Multi-Cluster Microservices Platform
Orchestrating 150+ microservices across multiple AWS regions serving 500M+ monthly active users with custom operators and advanced autoscaling.
Zero-Downtime Infrastructure Migration
Complete migration of legacy infrastructure to Kubernetes serving 300M+ monthly users with custom networking solutions for ML inference.
Black Friday Traffic Scaling
Autoscaling platform handling 10x traffic spikes during peak shopping events with GitOps deployments and strict multi-tenant isolation.
Compliant Banking Platform
Production banking workloads on Kubernetes with PCI-DSS compliance, multi-cluster federation, and advanced RBAC with Vault integration.
What Kubernetes Engineers Actually Build
Before writing your job description, understand what Kubernetes work looks like at different companies. Here are real examples:
Streaming & Media
Spotify uses Kubernetes to orchestrate 150+ microservices serving 500M+ monthly active users. Their K8s engineers handle:
- Multi-cluster deployments across AWS regions
- Custom operators for stateful services (data pipelines, ML models)

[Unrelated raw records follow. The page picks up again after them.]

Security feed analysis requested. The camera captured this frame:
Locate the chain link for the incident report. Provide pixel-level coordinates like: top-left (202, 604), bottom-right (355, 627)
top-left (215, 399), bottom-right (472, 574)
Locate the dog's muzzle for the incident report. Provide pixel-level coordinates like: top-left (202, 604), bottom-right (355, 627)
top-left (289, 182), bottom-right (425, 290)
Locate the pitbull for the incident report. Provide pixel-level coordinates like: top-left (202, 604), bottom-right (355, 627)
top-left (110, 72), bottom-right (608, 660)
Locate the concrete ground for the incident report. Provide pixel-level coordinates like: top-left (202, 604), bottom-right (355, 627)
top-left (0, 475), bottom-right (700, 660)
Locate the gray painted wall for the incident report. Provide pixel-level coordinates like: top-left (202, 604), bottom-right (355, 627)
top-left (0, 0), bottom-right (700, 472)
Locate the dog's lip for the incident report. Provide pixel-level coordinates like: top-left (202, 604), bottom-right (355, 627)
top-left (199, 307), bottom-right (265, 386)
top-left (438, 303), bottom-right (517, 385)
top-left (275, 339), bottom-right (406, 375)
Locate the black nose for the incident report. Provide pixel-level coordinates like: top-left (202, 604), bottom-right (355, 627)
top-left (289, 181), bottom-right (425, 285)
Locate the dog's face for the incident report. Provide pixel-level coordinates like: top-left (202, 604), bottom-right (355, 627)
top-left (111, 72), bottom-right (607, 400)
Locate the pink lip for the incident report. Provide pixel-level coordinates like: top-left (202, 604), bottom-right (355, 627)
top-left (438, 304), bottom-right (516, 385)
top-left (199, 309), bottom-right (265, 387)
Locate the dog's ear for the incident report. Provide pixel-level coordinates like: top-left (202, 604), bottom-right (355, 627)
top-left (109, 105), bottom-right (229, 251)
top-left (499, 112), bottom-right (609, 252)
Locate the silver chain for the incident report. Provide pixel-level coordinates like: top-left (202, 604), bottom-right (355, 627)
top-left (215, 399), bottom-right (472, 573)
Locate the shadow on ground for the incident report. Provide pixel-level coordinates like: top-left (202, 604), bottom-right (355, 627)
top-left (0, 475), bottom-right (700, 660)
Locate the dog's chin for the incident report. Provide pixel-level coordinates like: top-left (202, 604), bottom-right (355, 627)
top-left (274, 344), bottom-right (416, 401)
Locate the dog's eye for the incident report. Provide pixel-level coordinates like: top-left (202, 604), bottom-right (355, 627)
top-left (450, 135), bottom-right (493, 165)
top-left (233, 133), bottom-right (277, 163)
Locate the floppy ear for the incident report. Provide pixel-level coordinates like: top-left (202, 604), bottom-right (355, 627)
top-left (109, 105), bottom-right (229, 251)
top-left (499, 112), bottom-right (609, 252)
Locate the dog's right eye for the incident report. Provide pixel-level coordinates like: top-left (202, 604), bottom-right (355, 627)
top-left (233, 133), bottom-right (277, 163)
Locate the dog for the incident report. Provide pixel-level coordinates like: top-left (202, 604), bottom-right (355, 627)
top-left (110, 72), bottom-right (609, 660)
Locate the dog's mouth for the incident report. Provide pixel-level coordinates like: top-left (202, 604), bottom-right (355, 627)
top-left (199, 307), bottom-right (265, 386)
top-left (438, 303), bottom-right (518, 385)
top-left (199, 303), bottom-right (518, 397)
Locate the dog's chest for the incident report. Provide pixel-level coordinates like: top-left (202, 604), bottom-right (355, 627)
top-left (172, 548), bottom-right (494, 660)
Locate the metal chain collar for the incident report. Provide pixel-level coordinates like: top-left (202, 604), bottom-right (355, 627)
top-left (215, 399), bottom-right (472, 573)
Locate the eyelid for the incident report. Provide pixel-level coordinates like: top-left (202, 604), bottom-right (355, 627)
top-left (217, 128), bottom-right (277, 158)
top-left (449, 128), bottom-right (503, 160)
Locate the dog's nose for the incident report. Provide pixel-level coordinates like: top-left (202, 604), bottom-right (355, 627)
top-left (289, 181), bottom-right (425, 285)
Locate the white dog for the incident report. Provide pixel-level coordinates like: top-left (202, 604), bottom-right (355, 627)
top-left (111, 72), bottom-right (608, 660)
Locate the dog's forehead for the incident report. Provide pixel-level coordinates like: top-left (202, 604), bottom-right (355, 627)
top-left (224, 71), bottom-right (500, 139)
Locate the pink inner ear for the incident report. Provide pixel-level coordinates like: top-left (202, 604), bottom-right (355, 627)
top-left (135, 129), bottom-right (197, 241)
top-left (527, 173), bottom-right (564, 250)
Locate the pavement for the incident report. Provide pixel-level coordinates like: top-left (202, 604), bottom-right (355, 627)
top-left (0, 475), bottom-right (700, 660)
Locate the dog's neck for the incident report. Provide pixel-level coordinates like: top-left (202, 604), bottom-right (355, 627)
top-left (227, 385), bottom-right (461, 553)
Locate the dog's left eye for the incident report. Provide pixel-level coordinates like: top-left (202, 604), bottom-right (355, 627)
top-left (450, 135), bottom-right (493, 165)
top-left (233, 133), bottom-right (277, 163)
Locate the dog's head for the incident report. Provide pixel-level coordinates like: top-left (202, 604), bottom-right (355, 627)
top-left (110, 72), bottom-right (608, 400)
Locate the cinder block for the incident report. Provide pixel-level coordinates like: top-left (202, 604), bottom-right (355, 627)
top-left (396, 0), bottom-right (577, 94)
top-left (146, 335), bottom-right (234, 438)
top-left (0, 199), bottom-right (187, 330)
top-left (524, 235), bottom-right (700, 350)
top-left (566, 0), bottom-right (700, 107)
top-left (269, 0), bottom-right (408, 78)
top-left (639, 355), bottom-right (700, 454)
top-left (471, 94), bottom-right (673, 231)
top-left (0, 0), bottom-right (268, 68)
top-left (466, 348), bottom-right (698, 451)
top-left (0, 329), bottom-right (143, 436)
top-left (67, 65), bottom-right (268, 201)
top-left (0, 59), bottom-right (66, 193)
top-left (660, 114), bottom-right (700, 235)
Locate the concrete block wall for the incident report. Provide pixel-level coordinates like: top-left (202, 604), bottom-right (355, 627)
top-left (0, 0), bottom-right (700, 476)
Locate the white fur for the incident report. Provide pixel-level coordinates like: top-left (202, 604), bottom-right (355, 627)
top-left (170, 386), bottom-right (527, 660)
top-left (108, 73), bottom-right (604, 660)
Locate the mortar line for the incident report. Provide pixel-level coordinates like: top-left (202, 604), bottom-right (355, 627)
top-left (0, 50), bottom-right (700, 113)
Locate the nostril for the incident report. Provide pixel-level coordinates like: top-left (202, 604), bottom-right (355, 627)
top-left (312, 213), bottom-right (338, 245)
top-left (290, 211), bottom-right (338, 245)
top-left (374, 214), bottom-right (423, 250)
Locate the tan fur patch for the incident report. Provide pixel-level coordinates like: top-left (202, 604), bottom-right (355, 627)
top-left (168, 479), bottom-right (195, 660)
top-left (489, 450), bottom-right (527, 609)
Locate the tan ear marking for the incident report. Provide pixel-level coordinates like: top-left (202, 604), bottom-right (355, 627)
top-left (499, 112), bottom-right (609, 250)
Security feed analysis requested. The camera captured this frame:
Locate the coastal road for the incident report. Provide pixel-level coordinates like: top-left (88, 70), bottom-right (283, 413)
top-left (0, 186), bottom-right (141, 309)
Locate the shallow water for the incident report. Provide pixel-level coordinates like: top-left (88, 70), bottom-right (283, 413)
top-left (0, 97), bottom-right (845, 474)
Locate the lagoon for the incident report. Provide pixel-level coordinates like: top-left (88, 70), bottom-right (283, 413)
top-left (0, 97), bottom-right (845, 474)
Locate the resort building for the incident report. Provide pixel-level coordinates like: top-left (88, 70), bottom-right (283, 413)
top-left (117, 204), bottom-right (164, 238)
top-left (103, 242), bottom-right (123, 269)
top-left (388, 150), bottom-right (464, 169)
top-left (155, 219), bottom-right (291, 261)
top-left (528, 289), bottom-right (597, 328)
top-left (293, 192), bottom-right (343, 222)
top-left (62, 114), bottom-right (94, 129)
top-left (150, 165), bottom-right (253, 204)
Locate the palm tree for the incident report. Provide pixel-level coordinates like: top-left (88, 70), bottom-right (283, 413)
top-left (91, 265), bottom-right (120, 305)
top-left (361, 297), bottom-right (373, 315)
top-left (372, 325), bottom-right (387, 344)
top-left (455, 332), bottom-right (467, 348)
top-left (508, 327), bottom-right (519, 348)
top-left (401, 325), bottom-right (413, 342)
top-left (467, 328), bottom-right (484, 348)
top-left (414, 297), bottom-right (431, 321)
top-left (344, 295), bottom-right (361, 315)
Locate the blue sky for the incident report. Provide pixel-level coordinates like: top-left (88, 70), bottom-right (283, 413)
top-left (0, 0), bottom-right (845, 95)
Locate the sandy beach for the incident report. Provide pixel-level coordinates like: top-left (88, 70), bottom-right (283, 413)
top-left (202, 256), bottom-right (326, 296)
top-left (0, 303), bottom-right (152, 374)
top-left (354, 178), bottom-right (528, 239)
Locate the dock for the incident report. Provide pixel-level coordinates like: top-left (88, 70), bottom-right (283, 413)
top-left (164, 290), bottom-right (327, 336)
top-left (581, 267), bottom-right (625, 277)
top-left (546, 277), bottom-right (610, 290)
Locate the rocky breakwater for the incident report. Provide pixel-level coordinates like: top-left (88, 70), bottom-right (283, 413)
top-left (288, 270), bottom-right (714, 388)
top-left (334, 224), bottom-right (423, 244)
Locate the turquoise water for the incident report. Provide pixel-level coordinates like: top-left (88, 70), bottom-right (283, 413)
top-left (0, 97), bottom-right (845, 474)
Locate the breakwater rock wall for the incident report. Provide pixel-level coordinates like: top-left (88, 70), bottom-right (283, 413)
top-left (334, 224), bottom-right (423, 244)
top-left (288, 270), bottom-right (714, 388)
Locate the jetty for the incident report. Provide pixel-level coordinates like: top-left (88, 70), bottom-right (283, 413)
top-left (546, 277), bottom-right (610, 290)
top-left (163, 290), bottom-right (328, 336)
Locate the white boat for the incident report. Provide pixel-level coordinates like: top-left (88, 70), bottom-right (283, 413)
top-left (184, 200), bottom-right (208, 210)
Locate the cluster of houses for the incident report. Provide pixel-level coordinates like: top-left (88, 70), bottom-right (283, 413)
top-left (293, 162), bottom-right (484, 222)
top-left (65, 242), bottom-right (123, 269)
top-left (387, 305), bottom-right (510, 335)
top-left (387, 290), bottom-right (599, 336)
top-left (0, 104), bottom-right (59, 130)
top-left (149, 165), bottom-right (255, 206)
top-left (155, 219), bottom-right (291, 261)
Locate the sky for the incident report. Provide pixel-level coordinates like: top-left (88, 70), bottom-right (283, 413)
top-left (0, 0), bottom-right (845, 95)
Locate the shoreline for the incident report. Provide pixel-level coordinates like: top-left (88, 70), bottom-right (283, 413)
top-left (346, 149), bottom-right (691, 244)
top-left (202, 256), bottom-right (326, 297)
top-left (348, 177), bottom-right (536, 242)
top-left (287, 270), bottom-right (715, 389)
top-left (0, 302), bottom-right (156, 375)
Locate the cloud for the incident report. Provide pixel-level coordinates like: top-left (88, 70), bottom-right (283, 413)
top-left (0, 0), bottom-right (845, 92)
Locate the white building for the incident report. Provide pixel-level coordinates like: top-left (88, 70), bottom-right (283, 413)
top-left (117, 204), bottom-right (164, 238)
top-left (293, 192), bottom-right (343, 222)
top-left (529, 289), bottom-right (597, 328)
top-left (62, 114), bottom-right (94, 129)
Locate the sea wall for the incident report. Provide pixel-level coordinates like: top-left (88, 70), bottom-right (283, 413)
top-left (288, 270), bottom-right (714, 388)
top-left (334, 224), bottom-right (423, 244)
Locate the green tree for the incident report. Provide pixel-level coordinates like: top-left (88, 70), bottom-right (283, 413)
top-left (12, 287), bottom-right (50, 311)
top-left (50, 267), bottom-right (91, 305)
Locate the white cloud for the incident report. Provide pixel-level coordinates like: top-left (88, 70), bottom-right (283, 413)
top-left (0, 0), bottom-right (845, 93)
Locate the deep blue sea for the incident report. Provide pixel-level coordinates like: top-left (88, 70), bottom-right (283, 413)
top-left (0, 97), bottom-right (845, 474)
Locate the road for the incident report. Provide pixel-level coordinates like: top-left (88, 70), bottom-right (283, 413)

- Autoscaling for traffic spikes (new album releases, podcast launches)
- Service mesh implementation for observability
Netflix runs a hybrid infrastructure where Kubernetes engineers manage:
- Container orchestration alongside their legacy Titus platform
- Chaos engineering experiments on K8s workloads
- Cost optimization across massive compute fleets
E-Commerce & Retail
Shopify relies on Kubernetes to handle extreme traffic variability:
- Black Friday/Cyber Monday scaling (10x normal traffic)
- Multi-tenant isolation for merchant workloads
- GitOps deployments using ArgoCD
- Pod security policies for payment processing
Pinterest completed a massive Kubernetes migration:
- 300M+ monthly users, billions of Pins served
- Zero-downtime migration from legacy infrastructure
- Custom networking solutions for ML inference workloads
Fintech & Banking
Capital One runs production banking workloads on Kubernetes:
- Strict compliance requirements (PCI-DSS, SOX)
- Multi-cluster federation across regions
- Advanced RBAC and policy enforcement
- Secrets management with HashiCorp Vault integration
Stripe uses Kubernetes for their developer tools and internal platforms:
- Self-service deployment platforms for engineering teams
- Canary deployments for payment-critical services
- Comprehensive observability stacks
What to Look For: Skills by Business Need
Managed vs Self-Managed: A Critical Hiring Distinction
This is the most important question for your job description: What kind of Kubernetes environment are you running?
Managed Kubernetes (EKS, GKE, AKS)
Most companies today use managed Kubernetes where the cloud provider handles the control plane. Your engineers focus on:
- Application deployment and configuration
- Networking within the cluster (Services, Ingress, Network Policies)
- Resource optimization (requests, limits, autoscaling)
- Security at the workload level (RBAC, Pod Security)
Who needs this: Most startups, mid-size companies, and enterprises that want to focus on applications rather than infrastructure.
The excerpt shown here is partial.